Sample DB gene allele coverage depth diffs uncertainty divergence length maxMAF clusterid seqid annotation
KPN_TEST_R ARGannot.r1 RmtB_AGly RmtB_1580 100.0 12.09 1snp 0.132 756 0.125 309 1580 no;no;RmtB;AGly;AB263754;2843-3598;756
KPN_TEST_R ARGannot.r1 TEM-1D_Bla TEM-117_968 100.0 33.386 2snp 0.262 764 0.382 205 968 no;no;TEM-117;Bla;AY130282;1-764;764
KPN_TEST_R ARGannot.r1 KPC-1_Bla KPC-14_809 100.0 5.412 1indel 0.0 876 0.333 184 809 no;no;KPC-14;Bla;JX524191;396-1271;876
KPN_TEST_R ARGannot.r1 AmpH_Bla AmpH_634 100.0 11.373 14snp 1.206 1161 0.143 86 634 no;no;AmpH;Bla;CP003785;4208384-4209544;1161
KPN_TEST_R ARGannot.r1 CTX-M-9_Bla CTX-M-14_102 100.0 26.676 1snp 0.114 876 0.412 190 102 no;yes;CTX-M-14;Bla;AF252622;1741-2616;876
KPN_TEST_R ARGannot.r1 StrA_AGly StrA_1501 100.0 12.502 2snp 0.249 804 0.167 263 1501 no;no;StrA;AGly;AJ627643;3725-4528;804
KPN_TEST_R ARGannot.r1 StrB_AGly StrB_1614 100.0 9.545 1snp 0.119 837 0.167 227 1614 no;no;StrB;AGly;KR091911;169145-169981;837
KPN_TEST_R ARGannot.r1 AadA_AGly AadA2_1605 100.0 9.306 2snp 0.256 780 0.167 229 1605 yes;no;AadA2;AGly;X68227;166-945;780
KPN_TEST_R ARGannot.r1 SHV-OKP-LEN_Bla SHV-11_1287 100.0 9.401 0.0 861 0.143 164 1287 yes;no;SHV-11;Bla;HM751098;1-861;861
KPN_TEST_R ARGannot.r1 TetRG_Tet TetRG_605 96.209 6.48 10snp24holes edge0.0 1.642 633 0.5 373 605 no;no;TetRG;Tet;S52438;113-745;633
KPN_TEST_R ARGannot.r1 DfrA_Tmt DfrA12_1089 99.799 8.389 1indel 0.0 498 0.143 418 1089 yes;no;DfrA12;Tmt;Z21672;310-807;498
KPN_TEST_R ARGannot.r1 TetG_Tet TetG_632 100.0 9.963 0.0 1176 0.25 80 632 no;no;TetG;Tet;NC_010410;3672607-3671432;1176
KPN_TEST_R ARGannot.r1 SulII_Sul SulII_1219 100.0 11.094 1snp 0.123 816 0.2 256 1219 no;no;SulII;Sul;KR091911;167466-168281;816

This table is a full report of all the ARG found with all mapping stats.

Assembly based annotation

Now, using the contigs assembled using those same reads, we can determine the exact location of those ARG. ARG can be located on the chromosome but motly on plasmids. In that case, we are going to focus on plasmid derived ARG using the annotation feature of plasmidID. To run the analysis lets use this command:


cd
cd wgs/bacterial_wgs_training_dataset/REFERENCES/
cp -r /mnt/ngs_course_shared/bacterial_wgs_training_dataset/REFERENCES/plasmidid_test .

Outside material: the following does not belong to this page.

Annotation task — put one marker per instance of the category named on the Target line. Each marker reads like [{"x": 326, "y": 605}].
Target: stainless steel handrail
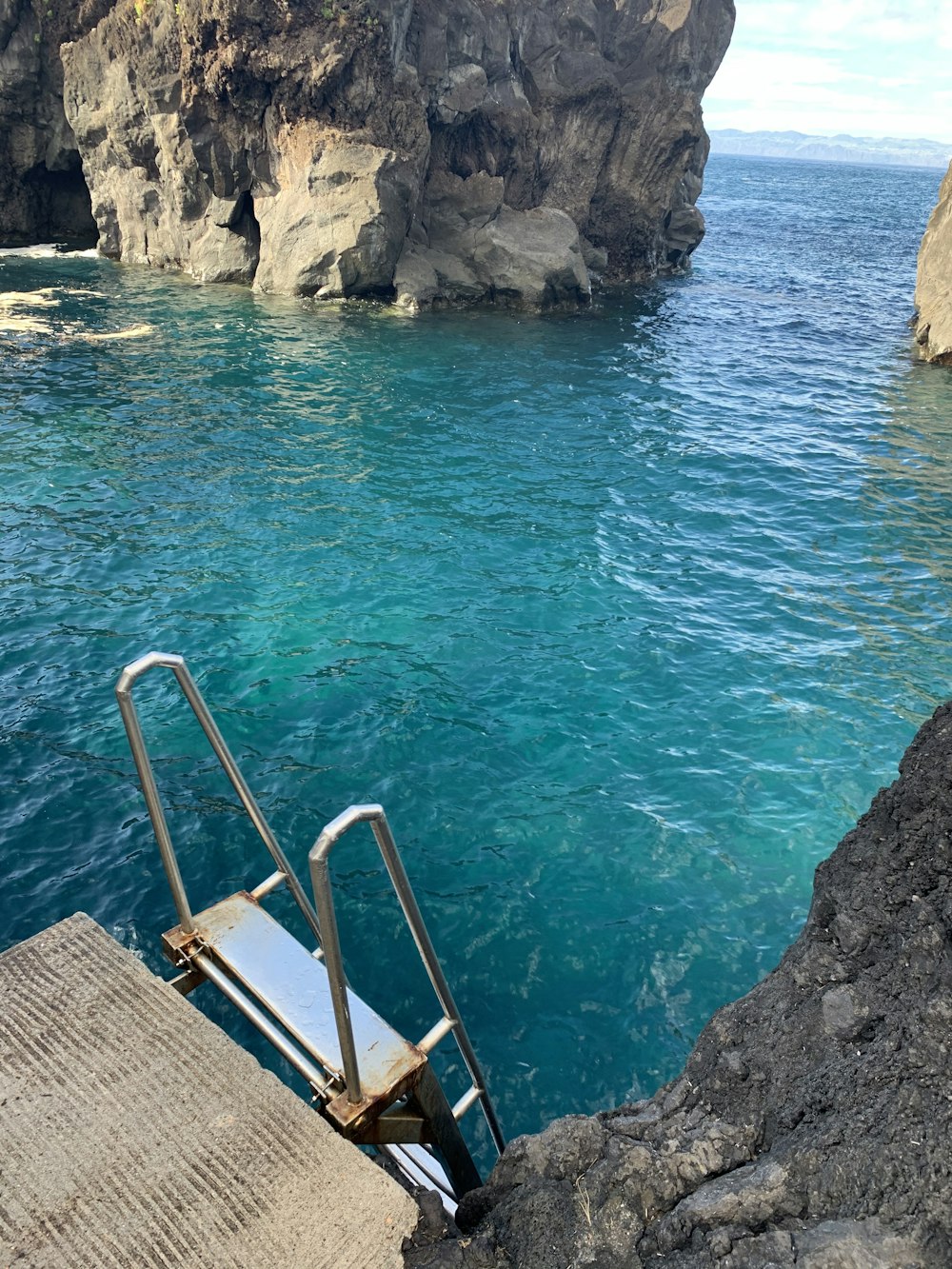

Now we can run the nextflow

cd ../ANALYSIS/
nextflow run ../../bacterial_wgs_training/main.nf \
--reads '../REFERENCES/plasmidid_test/KPN*_R{1,2}.fastq.gz' \
--fasta ../REFERENCES/listeria_NC_021827.1_NoPhagues.fna \
-profile conda \
--gtf ../REFERENCES/listeria_NC_021827.1_NoPhagues.gff \
--plasmidid_database ../REFERENCES/plasmidid_test/plasmids_TEST_database.fasta \
--plasmidid_config ../REFERENCES/plasmidid_test/plasmidid_config.txt \
--step plasmidID \
--outdir 08-plasmidID \
-resume

Results should look like these

NC_016838.1 NC_016839.1 NC_016840.1
NC_016841.1 NC_016846.1 NC_016847.1

Those are the 6 plasmids that this isolate had, have a look at those pictures and find out if the genes are the same allele.

Are all the genes located with srst2 bound to plasmids?